Pero, aunque por supuesto el Rey no mencione a nadie, mucho debieran reflexionar en el Gobierno y en el principal partido de la oposición, como también en el seno de todos los Poderes del Estado, cuando quien está al frente del mismo se ve obligado a poner el acento en que hoy nos caracteriza el «deterioro institucional». Cada cual hará la lectura que quiera del Mensaje de Don Felipe. La realidad es que en la foto no hay quien salga bien parado.
Quién sabe si España recuperará algún día la normalidad, esa que permita que el Discurso de Navidad del Rey sea un ramillete de tópicos bienintencionados sin que nadie espere otra cosa. Mientras tanto, otro asunto que sigue sin estar del todo bien resuelto es hasta qué punto un discurso de estas características, que es un acto personalísimo del Monarca, necesita o no del refrendo gubernamental. No está bien delimitada la figura del refrendo y sobre esta importante cuestión no es unánime la opinión de los especialistas.

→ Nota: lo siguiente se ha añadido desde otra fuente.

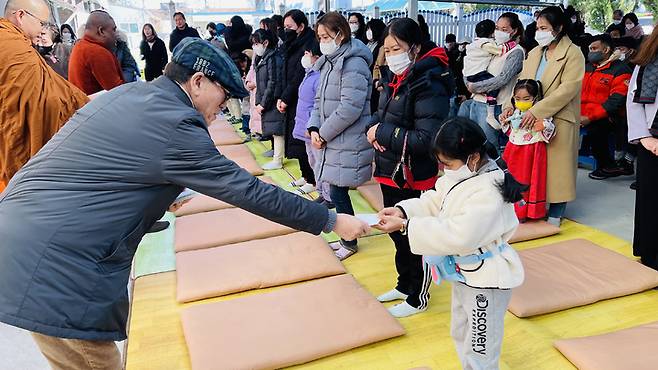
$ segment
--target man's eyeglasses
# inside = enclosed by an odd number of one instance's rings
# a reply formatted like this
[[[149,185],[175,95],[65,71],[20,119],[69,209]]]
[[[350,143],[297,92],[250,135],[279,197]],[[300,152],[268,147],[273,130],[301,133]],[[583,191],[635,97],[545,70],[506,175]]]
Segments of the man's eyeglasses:
[[[42,21],[41,19],[39,19],[39,17],[37,17],[36,15],[34,15],[34,14],[28,12],[28,11],[25,10],[25,9],[22,9],[21,11],[24,12],[25,14],[29,15],[30,17],[32,17],[32,18],[38,20],[39,23],[41,23],[41,27],[46,27],[46,26],[49,24],[48,21]],[[13,14],[16,14],[16,12],[18,12],[18,10],[15,11]]]
[[[207,77],[206,77],[206,78],[207,78]],[[226,89],[224,88],[224,86],[220,85],[219,82],[217,82],[217,81],[215,81],[215,80],[213,80],[213,79],[210,79],[210,78],[208,78],[208,79],[210,80],[210,82],[212,82],[212,83],[215,84],[217,87],[219,87],[220,89],[222,89],[222,91],[224,91],[224,95],[226,96],[226,100],[233,99],[233,97],[232,97],[231,94],[228,92],[228,90],[226,90]]]

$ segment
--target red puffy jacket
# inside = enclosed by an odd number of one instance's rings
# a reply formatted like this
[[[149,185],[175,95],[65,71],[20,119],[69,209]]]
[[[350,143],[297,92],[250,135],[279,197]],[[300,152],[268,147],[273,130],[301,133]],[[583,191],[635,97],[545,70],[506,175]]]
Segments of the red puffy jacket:
[[[583,77],[581,114],[590,121],[598,121],[622,112],[632,72],[628,64],[618,60],[599,66],[587,63]]]

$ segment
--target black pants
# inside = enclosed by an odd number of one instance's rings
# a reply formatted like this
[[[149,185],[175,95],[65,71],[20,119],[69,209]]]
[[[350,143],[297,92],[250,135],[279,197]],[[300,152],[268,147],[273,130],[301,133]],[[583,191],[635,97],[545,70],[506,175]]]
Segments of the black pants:
[[[350,188],[330,185],[329,186],[329,196],[331,201],[336,205],[336,212],[346,213],[348,215],[354,216],[354,207],[352,207],[352,200],[350,199]],[[341,239],[341,242],[345,248],[352,251],[357,250],[356,240],[345,240]]]
[[[393,207],[400,201],[420,197],[418,190],[397,189],[387,185],[381,185],[381,188],[384,207]],[[427,307],[432,278],[429,269],[424,268],[423,257],[411,253],[406,235],[395,232],[388,236],[395,244],[395,268],[398,271],[398,284],[395,289],[409,296],[409,305],[420,309]]]
[[[607,119],[593,121],[585,126],[587,130],[587,143],[592,150],[592,156],[596,159],[596,168],[605,168],[612,165],[610,156],[610,135],[613,127]]]
[[[637,148],[637,190],[635,192],[635,230],[633,255],[642,263],[658,270],[658,156]]]
[[[637,156],[637,145],[628,143],[628,120],[626,117],[615,119],[615,150]]]

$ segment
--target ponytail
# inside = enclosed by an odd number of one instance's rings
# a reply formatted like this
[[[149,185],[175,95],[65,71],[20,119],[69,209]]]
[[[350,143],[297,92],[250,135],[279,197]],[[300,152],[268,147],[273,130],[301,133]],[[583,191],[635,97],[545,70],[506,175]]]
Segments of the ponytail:
[[[514,178],[514,176],[512,176],[507,168],[507,162],[505,162],[503,157],[498,155],[498,150],[496,150],[496,147],[493,144],[487,141],[484,146],[489,158],[493,159],[498,167],[500,167],[505,173],[505,179],[498,184],[498,190],[500,190],[503,200],[507,203],[516,203],[522,200],[523,193],[528,191],[528,185],[521,184]]]

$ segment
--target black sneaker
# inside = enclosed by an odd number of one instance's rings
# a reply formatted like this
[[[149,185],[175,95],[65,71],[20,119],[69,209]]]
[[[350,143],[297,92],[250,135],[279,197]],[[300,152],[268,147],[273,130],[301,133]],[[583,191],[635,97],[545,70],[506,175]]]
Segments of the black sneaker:
[[[606,167],[602,170],[609,177],[631,176],[635,173],[633,163],[626,159],[618,160],[613,166]]]
[[[603,169],[601,169],[601,168],[599,168],[597,170],[594,170],[594,171],[589,173],[589,178],[592,179],[592,180],[605,180],[605,179],[608,179],[610,177],[614,177],[614,176],[610,176],[610,175],[606,174],[605,172],[603,172]]]

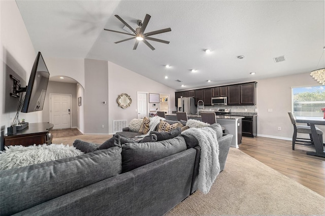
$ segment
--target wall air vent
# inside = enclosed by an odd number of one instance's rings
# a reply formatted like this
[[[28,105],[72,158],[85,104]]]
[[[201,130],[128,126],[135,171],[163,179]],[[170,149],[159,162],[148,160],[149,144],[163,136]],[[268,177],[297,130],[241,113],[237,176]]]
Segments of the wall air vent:
[[[281,56],[273,58],[273,60],[274,60],[275,63],[279,63],[281,62],[281,61],[285,61],[285,57],[284,55],[281,55]]]

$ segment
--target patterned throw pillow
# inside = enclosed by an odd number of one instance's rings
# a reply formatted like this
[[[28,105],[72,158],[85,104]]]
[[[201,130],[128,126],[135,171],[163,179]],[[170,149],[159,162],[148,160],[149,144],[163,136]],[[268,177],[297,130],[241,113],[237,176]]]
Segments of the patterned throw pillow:
[[[178,127],[183,127],[183,124],[179,122],[171,125],[168,122],[160,120],[160,123],[159,123],[158,132],[170,132],[172,130],[173,130]]]
[[[150,123],[150,120],[148,117],[144,117],[143,118],[143,121],[142,121],[142,123],[141,123],[141,126],[140,126],[140,129],[139,130],[138,133],[143,133],[144,134],[146,134],[149,131],[149,125]]]

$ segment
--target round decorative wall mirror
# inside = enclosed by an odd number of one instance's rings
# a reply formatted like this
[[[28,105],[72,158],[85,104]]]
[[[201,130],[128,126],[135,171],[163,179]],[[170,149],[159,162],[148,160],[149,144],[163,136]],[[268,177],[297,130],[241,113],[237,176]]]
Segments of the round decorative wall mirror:
[[[117,98],[117,103],[119,106],[123,109],[129,107],[132,102],[131,98],[127,94],[121,94]]]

Lo que cabe recordar, en todo caso, es que el rey no gobierna pero reina. Y que, volviendo a nuestros Padres de la Constitución, ningún dirigente político en la Transición pensó que el Jefe del Estado iba a ser una figura de mármol o un jarrón chino. El ejercicio de reinar, difícil donde los haya, y las funciones de arbitraje y moderación que se le atribuyen al Monarca le exigen a él el más recto de los comportamientos, para desarrollar la necesaria auctoritas, y el desarrollo continuado de las facultades de advertir, aconsejar, ser consultado y ser informado. Y, advertencias, Don Felipe las ha lanzado como panes esta Nochebuena. Eso no se puede negar.